I use App Insights metrics to report the delay between an application event and it's processing. The processing time is, per definition, >1s since it uses a cron based scheduler. I've written a bash script to report the time difference to Azure App Insights. This is working fine so far. Now I've configured two alerts:
avg(time difference) of the last 5 minutes > 120
avg(time difference) of the last 5 minutes <= 1
The first alert is pretty obvious: catch a instance where my application is not processing the event correctly at all.
The second alert might need some more explanation: I want to catch the case in which my bash script is not reporting any data at all (i.e. system downtime, complete application crash…). In theory, the average value would drag down to 0 within 5 minutes after the application crash, thus triggering the alert and sending me an email.

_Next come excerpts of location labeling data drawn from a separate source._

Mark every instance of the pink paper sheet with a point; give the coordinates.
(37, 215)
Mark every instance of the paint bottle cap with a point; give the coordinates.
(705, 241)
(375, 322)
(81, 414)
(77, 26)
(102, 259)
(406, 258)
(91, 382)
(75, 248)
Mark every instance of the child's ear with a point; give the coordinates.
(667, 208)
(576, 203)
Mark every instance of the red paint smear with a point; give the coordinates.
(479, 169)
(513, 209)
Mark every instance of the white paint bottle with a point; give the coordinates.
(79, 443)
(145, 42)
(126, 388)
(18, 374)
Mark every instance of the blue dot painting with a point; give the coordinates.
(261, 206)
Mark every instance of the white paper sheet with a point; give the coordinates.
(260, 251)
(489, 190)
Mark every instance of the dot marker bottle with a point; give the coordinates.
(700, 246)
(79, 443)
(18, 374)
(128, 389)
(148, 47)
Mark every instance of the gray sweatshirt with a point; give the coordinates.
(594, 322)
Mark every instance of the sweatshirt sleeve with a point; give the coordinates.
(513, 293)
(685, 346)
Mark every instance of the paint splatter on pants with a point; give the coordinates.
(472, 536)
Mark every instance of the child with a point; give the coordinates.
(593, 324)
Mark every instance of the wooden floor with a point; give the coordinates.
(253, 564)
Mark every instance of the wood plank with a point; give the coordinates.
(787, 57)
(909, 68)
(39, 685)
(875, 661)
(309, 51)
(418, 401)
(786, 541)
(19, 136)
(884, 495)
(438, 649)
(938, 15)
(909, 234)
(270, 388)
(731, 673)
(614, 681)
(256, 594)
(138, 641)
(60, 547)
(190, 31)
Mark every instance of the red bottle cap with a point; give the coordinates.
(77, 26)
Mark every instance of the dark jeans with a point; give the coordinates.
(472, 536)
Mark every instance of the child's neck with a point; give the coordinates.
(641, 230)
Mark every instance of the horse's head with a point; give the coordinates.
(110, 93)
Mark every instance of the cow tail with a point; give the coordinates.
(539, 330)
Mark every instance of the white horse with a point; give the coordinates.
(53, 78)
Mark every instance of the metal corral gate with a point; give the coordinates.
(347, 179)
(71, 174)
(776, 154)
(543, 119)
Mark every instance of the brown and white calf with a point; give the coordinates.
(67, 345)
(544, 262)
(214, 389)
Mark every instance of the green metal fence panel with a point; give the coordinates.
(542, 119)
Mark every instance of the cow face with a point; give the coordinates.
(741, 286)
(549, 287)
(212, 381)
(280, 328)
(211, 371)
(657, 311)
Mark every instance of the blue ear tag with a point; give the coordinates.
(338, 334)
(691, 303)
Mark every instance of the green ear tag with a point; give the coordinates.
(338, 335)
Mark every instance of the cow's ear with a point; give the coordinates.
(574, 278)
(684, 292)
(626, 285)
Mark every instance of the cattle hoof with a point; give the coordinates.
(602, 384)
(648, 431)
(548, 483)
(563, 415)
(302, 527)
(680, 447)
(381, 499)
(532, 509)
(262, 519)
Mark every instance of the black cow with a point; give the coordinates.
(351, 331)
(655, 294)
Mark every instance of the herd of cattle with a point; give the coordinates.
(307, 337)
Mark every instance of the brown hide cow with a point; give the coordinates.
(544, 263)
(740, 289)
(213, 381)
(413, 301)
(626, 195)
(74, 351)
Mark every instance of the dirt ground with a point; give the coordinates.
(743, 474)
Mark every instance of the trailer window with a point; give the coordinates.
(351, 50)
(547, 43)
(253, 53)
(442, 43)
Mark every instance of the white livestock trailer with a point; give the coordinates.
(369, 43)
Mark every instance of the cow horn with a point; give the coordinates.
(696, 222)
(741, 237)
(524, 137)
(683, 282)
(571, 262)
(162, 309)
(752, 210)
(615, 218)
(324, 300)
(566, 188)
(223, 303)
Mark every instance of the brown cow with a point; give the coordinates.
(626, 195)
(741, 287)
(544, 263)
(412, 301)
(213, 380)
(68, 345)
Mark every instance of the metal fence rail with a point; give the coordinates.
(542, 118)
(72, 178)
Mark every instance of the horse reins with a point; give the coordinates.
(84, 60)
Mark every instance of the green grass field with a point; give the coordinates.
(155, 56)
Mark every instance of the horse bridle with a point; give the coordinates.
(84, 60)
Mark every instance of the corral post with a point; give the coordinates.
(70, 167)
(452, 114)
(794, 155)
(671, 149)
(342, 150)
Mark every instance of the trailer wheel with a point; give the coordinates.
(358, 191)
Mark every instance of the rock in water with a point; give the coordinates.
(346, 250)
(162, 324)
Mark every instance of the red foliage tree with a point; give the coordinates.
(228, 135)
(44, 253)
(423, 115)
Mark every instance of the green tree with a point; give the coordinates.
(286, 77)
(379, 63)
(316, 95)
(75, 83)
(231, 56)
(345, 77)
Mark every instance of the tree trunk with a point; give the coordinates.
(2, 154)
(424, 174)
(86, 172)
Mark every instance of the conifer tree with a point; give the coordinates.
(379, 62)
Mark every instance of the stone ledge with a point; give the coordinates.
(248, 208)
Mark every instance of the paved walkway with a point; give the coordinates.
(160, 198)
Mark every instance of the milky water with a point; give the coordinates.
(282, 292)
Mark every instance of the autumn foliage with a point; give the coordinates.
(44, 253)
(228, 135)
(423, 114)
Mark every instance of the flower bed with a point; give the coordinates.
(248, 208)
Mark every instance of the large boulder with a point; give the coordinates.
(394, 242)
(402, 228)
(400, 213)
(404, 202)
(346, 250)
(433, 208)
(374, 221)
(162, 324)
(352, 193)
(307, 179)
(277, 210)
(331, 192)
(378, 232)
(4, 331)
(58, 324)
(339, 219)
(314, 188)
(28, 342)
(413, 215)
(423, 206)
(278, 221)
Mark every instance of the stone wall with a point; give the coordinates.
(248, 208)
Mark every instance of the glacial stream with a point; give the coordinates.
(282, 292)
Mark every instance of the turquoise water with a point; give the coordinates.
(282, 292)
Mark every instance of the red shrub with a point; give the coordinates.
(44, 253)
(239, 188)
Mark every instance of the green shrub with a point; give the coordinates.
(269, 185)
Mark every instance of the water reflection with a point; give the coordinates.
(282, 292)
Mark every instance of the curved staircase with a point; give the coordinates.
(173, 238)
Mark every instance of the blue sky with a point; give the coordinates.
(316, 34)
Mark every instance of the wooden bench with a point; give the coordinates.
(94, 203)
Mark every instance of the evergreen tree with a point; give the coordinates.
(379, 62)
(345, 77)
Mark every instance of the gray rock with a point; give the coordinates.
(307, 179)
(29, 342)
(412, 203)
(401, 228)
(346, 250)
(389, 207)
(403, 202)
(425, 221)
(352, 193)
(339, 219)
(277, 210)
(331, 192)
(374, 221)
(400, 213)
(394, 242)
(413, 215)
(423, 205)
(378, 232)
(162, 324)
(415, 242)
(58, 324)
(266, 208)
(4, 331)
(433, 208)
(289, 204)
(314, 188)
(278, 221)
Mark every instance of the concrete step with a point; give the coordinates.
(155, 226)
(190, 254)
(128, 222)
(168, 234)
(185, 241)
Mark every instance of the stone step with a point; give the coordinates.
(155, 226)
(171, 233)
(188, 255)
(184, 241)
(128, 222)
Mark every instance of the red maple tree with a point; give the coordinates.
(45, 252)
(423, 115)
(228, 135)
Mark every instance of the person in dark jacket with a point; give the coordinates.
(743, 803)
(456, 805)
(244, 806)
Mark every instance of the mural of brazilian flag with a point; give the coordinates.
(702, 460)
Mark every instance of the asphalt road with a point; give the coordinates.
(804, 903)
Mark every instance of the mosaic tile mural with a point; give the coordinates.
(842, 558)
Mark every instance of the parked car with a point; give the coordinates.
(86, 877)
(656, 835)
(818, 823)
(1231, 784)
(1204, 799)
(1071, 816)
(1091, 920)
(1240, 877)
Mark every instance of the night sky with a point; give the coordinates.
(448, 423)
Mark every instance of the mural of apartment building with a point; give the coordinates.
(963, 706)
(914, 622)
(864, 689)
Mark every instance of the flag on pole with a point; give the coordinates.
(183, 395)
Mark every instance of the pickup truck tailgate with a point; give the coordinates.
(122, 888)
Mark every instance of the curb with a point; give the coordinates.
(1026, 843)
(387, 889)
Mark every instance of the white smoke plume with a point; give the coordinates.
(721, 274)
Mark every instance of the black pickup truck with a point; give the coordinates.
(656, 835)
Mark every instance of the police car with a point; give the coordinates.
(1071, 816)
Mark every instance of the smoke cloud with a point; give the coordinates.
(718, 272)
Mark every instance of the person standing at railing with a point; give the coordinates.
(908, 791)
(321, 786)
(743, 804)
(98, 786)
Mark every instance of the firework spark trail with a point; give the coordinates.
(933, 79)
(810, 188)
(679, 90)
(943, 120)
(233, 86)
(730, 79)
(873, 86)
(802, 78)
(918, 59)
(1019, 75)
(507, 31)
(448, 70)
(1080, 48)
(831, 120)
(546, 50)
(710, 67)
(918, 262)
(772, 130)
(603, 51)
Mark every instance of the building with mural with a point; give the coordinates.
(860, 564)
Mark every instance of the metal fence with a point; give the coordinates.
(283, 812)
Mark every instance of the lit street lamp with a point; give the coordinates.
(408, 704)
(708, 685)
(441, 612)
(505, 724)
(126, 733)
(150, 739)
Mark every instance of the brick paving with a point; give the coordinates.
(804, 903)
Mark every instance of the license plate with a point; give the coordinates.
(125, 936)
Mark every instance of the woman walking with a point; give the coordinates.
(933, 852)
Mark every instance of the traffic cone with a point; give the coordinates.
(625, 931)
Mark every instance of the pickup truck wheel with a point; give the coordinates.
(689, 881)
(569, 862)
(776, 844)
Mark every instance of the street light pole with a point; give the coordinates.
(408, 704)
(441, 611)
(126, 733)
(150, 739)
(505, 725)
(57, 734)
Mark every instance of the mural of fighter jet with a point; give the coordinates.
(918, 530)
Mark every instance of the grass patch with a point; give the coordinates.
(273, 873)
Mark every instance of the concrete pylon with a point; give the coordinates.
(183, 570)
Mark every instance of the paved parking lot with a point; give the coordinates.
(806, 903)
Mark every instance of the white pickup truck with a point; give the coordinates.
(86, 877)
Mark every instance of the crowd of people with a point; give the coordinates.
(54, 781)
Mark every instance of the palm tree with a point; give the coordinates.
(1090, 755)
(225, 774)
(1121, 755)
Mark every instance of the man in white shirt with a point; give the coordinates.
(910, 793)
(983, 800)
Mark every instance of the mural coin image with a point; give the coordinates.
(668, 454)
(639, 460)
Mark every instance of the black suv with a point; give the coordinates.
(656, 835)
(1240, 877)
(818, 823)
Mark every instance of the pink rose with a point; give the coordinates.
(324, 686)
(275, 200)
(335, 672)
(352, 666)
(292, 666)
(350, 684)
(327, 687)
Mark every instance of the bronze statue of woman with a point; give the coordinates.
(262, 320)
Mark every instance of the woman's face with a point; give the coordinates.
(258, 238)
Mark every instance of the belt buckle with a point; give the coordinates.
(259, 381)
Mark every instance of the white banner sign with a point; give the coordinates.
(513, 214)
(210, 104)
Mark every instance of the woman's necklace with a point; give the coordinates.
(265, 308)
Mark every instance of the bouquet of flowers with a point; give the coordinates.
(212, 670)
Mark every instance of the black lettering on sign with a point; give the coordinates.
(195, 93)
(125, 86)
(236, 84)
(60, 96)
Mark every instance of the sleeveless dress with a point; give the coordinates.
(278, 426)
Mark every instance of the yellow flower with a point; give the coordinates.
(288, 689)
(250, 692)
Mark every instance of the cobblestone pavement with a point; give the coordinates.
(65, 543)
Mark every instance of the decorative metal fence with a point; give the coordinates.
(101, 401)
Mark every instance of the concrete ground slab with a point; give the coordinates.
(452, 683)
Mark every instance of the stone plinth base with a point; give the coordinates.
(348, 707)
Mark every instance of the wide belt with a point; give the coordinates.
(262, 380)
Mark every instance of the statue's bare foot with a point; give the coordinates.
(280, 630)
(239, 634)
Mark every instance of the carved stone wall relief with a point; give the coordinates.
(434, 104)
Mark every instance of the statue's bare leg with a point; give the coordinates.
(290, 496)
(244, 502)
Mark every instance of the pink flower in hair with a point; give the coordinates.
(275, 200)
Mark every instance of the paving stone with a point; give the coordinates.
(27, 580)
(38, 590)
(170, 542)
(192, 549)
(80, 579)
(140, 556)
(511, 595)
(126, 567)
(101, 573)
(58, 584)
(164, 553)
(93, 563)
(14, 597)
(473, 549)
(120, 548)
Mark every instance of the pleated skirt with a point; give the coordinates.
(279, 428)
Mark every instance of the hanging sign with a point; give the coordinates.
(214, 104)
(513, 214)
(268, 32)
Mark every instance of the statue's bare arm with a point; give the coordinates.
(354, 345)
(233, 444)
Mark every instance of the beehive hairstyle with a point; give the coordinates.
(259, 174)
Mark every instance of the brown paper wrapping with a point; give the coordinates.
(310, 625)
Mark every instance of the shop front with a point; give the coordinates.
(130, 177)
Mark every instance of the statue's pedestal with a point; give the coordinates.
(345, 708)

This is not working at all: I can kill my bash script that transfers the data to the custom metrics API and not receive an alert at all (yes, I've waited the 5 minutes). If I manually (/from my bash script that is) report values of 0 for the time difference, the alert fires correctly. If I then change the script to report a value > 0, the alert is deactived properly as well. I have also tested this with
avg(td) < 0 (which is my preferred way of doing it), but that doesn't work either. Is this expected / documented behavior? It really doesn't make a whole lot of sense to me. Is there a better way to alert on this"non-reporting" of certain metrics?